People v Avery |
2022 NY Slip Op 04179 |
Decided on June 29, 2022 |
Appellate Division, Second Department |
Published by New York State Law Reporting Bureau pursuant to Judiciary Law § 431. |
This opinion is uncorrected and subject to revision before publication in the Official Reports. |
Decided on June 29, 2022 SUPREME COURT OF THE STATE OF NEW YORK Appellate Division, Second Judicial Department
BETSY BARROS, J.P.
ANGELA G. IANNACCI
ROBERT J. MILLER
PAUL WOOTEN, JJ.
2016-09133
(Ind. No. 9431/12)
v
Ralston Avery, appellant.
Hug Law, PLLC, Albany, NY (Matthew C. Hug of counsel), for appellant.
Eric Gonzalez, District Attorney, Brooklyn, NY (Leonard Joblove and Solomon Neubort of counsel), for respondent.
DECISION & ORDER
Appeal by the defendant from a judgment of the Supreme Court, Kings County (William M. Harrington, J.), rendered June 27, 2016, convicting him of murder in the second degree and criminal possession of a weapon in the second degree, upon a jury verdict, and imposing sentence. The appeal brings up for review the denial, after a hearing, of that branch of the defendant's omnibus motion which was to suppress physical evidence.
ORDERED that the judgment is affirmed.
The defendant's contention that the evidence was legally insufficient to support his convictions is unpreserved for appellate review (see CPL 470.05[2]) and, in any event, without merit. Viewing the evidence in the light most favorable to the prosecution (see People v Contes, 60 NY2d 620), we find that it was legally sufficient to establish the defendant's guilt beyond a reasonable doubt.
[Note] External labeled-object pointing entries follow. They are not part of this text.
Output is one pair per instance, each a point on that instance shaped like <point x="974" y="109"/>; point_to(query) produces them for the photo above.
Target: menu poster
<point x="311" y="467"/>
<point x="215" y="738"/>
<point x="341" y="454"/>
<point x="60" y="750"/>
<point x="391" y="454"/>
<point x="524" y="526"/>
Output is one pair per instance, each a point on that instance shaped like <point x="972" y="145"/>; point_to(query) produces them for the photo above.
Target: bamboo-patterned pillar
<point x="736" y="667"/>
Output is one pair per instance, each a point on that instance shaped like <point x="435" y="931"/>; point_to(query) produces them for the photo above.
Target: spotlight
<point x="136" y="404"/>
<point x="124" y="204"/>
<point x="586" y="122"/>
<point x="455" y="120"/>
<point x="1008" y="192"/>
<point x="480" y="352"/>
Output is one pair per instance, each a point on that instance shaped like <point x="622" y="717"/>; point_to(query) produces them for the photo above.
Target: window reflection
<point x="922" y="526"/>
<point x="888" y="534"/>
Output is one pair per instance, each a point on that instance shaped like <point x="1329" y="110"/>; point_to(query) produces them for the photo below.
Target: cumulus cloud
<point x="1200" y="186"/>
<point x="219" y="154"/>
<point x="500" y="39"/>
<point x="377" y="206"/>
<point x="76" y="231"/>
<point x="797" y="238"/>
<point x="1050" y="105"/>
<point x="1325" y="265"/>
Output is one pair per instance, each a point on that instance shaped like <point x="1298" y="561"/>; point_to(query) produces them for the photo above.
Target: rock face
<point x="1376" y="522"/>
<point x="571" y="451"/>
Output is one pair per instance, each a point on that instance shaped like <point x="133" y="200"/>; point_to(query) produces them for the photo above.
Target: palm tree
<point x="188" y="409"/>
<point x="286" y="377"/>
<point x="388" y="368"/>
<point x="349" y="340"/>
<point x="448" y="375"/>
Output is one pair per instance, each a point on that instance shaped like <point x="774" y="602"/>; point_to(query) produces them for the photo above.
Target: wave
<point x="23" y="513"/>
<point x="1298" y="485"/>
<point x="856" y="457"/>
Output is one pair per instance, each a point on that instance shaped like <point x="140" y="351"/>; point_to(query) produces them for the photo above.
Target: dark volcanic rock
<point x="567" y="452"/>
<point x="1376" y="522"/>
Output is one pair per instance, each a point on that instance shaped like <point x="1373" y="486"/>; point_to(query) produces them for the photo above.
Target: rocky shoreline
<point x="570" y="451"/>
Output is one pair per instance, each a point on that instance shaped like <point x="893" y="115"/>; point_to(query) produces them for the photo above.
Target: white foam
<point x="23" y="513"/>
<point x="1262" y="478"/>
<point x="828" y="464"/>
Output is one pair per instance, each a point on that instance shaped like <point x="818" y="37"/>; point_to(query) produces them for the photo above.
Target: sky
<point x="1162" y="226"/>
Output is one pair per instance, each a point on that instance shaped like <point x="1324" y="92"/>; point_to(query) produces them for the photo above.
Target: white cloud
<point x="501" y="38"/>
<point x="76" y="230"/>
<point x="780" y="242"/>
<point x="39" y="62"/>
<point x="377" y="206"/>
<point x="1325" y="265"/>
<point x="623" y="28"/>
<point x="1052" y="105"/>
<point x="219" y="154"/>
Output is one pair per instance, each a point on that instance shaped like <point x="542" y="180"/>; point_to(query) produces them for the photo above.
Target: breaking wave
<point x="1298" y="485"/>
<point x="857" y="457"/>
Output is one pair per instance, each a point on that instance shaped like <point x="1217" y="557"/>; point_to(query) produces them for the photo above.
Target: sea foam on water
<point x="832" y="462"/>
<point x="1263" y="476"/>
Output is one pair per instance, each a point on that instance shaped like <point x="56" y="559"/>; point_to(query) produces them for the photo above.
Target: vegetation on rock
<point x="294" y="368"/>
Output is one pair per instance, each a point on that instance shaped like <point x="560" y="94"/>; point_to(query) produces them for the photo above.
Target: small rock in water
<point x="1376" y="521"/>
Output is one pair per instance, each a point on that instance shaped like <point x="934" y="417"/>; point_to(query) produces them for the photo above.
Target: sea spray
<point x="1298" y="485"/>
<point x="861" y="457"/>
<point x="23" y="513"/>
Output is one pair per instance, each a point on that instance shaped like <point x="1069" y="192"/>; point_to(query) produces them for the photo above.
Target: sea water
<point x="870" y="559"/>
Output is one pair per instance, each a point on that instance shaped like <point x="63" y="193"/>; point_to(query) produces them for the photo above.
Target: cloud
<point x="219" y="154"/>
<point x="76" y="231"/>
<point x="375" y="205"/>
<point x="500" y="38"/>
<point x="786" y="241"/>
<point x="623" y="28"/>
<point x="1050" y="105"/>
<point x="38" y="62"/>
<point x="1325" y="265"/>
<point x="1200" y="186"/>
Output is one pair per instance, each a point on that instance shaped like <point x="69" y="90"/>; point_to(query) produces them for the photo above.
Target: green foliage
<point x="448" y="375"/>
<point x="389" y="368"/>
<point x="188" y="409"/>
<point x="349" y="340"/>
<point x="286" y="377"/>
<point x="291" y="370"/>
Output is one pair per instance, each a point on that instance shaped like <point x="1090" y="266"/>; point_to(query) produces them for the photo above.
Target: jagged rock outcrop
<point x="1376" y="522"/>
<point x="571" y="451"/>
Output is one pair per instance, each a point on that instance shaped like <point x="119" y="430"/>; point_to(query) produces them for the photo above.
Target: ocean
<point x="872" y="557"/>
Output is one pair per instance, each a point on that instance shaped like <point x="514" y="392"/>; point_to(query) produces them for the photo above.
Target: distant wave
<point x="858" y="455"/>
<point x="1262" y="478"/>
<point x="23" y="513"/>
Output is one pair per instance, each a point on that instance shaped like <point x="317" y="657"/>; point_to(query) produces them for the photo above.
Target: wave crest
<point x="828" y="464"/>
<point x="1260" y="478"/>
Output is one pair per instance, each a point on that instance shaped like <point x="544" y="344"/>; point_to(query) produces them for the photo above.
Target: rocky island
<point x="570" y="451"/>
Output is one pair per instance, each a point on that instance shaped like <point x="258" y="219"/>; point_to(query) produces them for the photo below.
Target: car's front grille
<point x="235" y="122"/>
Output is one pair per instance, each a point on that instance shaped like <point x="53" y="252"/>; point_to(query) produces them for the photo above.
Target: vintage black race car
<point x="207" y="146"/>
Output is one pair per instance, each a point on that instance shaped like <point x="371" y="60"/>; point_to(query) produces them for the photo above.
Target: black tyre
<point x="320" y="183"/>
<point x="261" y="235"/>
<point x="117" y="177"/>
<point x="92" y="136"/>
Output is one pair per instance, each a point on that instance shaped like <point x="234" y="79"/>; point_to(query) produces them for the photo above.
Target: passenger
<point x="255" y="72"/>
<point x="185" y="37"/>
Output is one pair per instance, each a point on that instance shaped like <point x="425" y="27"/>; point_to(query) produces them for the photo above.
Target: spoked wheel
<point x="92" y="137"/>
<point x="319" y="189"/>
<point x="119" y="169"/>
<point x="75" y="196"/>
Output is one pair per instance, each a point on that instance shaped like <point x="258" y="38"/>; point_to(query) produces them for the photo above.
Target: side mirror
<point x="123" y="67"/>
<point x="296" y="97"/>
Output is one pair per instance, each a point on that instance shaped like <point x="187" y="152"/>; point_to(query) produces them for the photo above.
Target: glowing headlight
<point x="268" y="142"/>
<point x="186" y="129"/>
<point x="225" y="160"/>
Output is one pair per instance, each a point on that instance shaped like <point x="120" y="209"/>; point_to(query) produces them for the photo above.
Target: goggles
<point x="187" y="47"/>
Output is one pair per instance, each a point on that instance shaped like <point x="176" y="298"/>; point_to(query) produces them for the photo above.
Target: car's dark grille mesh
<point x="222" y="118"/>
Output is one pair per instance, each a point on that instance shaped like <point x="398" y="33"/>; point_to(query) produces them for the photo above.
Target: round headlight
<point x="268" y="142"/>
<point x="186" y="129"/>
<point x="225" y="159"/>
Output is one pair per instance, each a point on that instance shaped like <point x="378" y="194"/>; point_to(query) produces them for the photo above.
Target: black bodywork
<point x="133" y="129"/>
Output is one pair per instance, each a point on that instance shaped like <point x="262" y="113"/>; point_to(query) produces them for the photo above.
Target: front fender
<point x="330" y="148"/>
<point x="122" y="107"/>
Contrary to the defendant's contention, the circumstantial evidence established a prima facie case as to his identity as a perpetrator of the crimes (see People v Alman, 181 AD3d 694; People v Drummond, 143 AD3d 836). Moreover, in fulfilling our responsibility to conduct an independent review of the weight of the evidence (see CPL 470.15[5]; People v Danielson, 9 NY3d 342, 349), we nevertheless accord great deference to the jury's opportunity to view the witnesses, hear the testimony, and observe demeanor (see People v Mateo, 2 NY3d 383, 410; People v Bleakley, 69 NY2d 490, 495). Upon reviewing the record here, we are satisfied that the verdict of guilt was not against the weight of the evidence (see People v Romero, 7 NY3d 633).
The defendant's contention that the Supreme Court should have granted that branch of his omnibus motion which was to suppress physical evidence is without merit. Contrary to the defendant's contention, the record supports the court's determination that the police officers had a reasonable suspicion of criminal activity to justify their pursuit of him (see People v Martinez, 80 NY2d 444, 448; People v Cantor, 36 NY2d 106, 112-113; cf. People v Sierra, 83 NY2d 928).
The defendant failed to preserve for appellate review his contentions that the prosecutor's opening and summation remarks, as well as the prosecutor's elicitation of allegedly inflammatory evidence from a witness, constituted reversible error. The defendant failed to object to the remarks or made only general objections, failed to request curative instructions, and did not [*2]timely move for a mistrial on the grounds now claimed (see CPL 470.05[2]; People v Romero, 7 NY3d 911, 912; People v Balls, 69 NY2d 641, 642; People v Kiarie, 198 AD3d 814, 815; People v Barrett, 159 AD3d 1018, 1018-1019). In any event, contrary to the defendant's contentions, the prosecutor's remarks and line of questioning, even taken cumulatively, were "not so flagrant or pervasive as to have deprived the defendant of a fair trial" (People v Kiarie, 198 AD3d at 815; see People v Molina, 188 AD3d 920, 922; People v Lindsey, 172 AD3d 1233, 1234).
The defendant's claim that he was deprived of the constitutional right to the effective assistance of counsel is based, in part, on matter appearing on the record and, in part, on matter outside the record and, thus, constitutes a "mixed claim" of ineffective assistance (People v Maxwell, 89 AD3d 1108, 1109). Since the defendant's claim of ineffective assistance of counsel cannot be resolved without reference to matter outside the record, a CPL 440.10 proceeding is the appropriate forum for reviewing the claim in its entirety, and we decline to review the claim on this direct appeal (see People v Addison, 107 AD3d 730, 732; People v Freeman, 93 AD3d 805, 806; People v Maxwell, 89 AD3d at 1109).
The defendant's remaining contention is without merit.
BARROS, J.P., IANNACCI, MILLER and WOOTEN, JJ., concur.